As far as in vogue goes, fewer record labels right now are doing more to create a pop thing than Dirty Hit. Home of so-underground-they’re-overground sensations The 1975, Mercury-prize winners Wolf Alice and today’s act in hand, Pale Waves, it seems like they’re working through the formula to create a bit of a scene in the pop world. With Pale Wave’s debut album My Mind Makes Noises hitting the charts last week at number 8 (whatever that even means anymore), we were interested to see how their ultra-synth vibes would translate to the stage of Liverpool’s O2 Academy and whether the next arm of Dirty Hit’s nationwide pop assault would take shape.
Before that, though, there was the small matter of a couple of support acts by the names of King Nun and Swimming Girls.
King Nun were fine. Interesting descriptor, fine, isn’t it? At times in their set they were interesting, and they exuded a raw element about their performance that at times intrigued us, but a lot of what they offered was merely lad indie being shouted through untamed guitars. Whereas latest single Heavenly She Comes works well on record, if you’re unfamiliar with their catalogue, it essentially comes across as a bit of a tangle. The unfortunate result of being first on the bill, and least known in the ranks. As I say, King Nun were fine.
A complete change of scene next, as Swimming Girls took to the stage, and straight away you could tell that if King Nun were there as label mates and this was their route to market (they, too, are on the Dirty Hit roster), Swimming Girls were the warm-up act in the most traditional of senses.
The sound of Swimming Girls was closer to Pale Waves (synthy, alt-pop deliciousness) and the crowd seemed much more open to movement and applause than earlier in the night (sorry, King Nun). The highlight of their set, Tastes Like Money – a dream-pop delight – was in our head until way after their set ended, and whilst Swimming Girls weren’t what we were there for, we’d guess they made a fair few new fans from that room and indeed this tour.
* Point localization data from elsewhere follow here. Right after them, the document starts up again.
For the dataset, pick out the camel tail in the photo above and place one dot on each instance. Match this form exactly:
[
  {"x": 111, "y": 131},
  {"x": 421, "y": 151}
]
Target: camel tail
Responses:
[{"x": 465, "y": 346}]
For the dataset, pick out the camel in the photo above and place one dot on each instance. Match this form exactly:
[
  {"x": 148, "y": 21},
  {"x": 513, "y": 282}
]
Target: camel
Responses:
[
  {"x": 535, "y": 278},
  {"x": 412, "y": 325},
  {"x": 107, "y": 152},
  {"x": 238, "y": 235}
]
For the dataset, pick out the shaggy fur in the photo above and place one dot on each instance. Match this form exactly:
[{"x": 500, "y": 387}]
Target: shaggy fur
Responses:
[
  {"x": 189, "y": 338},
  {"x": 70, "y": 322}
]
The 40-minute wait for Pale Waves to enter centre stage only seemed to allow for the room to grow in attendance and overflow in anticipation for a band that are undoubtedly one of the UK’s most hyped bands right now. But hype is only justified if the band delivers. And did they deliver? In short, yes. They did.
The show, not sold out but brimming with moving bodies and voices, started with a brief intro then moved into their breakout single Television Romance. Throughout the entire track our adoring audience sang along as if holding on to the moment for dear life. The atmosphere fell short of totally special but hit impressive early doors.
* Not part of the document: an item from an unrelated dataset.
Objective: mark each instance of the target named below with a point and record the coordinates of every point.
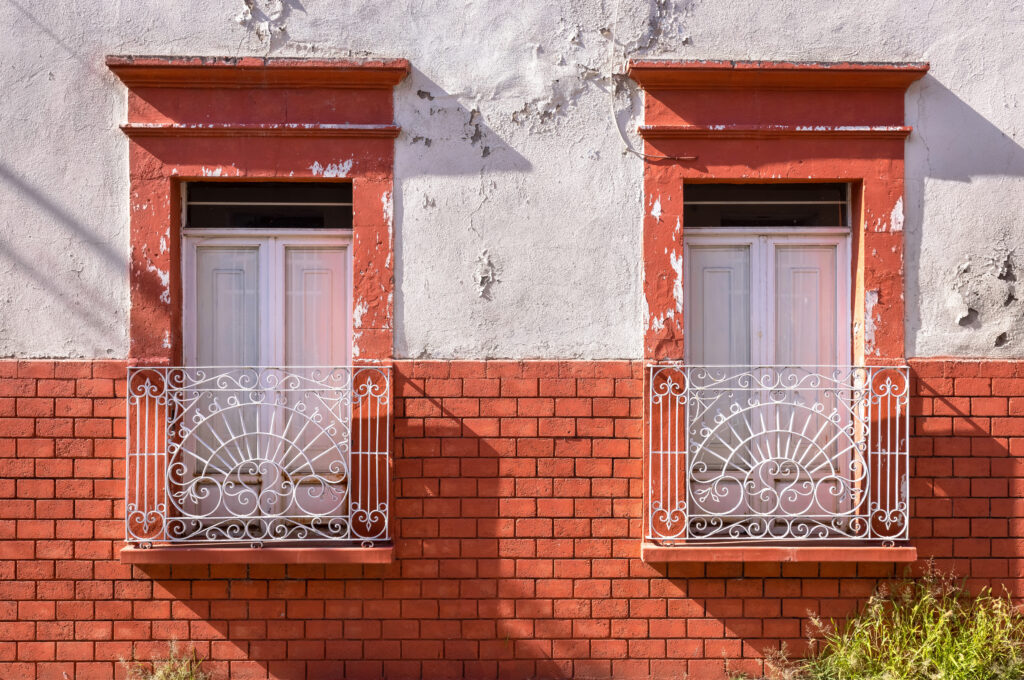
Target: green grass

A worry in our minds before the show was about a band that are so perfectly compact and shiny on record and how well that sheen is transferred to a setting that lent itself more to messy rock and sweaty angst than the sugary sweet pop anthem. Maybe Pale Waves had thought about this themselves because this picture-perfect set never left a note out of place, and each piece of synth and vocal tone was allowed the fill the room without coming across as a traditionally pop gig.
Fans of the band’s singles won’t have been disappointed, with the setlist giving enough album material to leave casual fans wanting a bit more and dedicated bods heading back to their CD players, iPhones and record players wanting to play more, more often.
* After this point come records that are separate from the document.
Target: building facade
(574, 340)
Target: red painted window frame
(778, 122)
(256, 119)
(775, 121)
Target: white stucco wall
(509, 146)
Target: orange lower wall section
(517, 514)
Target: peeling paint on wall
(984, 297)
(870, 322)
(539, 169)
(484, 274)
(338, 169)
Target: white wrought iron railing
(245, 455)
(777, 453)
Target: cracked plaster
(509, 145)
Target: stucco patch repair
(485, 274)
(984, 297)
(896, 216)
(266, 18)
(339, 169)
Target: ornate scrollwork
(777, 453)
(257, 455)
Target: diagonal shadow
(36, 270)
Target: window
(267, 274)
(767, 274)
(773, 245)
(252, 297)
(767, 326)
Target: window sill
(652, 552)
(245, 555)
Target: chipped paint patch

If there’s a criticism of the band, it’s how they move on from their take on 80s synth pop. They do it well, but what is the next step?
Sounding like they’ve moved fresh from the soundtrack of Black Mirror’s San Junipero (big compliment), there’s a question hanging over what albums 2 & 3 may ever sound like if they’re to grow to arena size. For now, though, they’re revelling in being exactly what they are: the poster band for new pop. And as far as their Liverpool show went, we thought it was boss.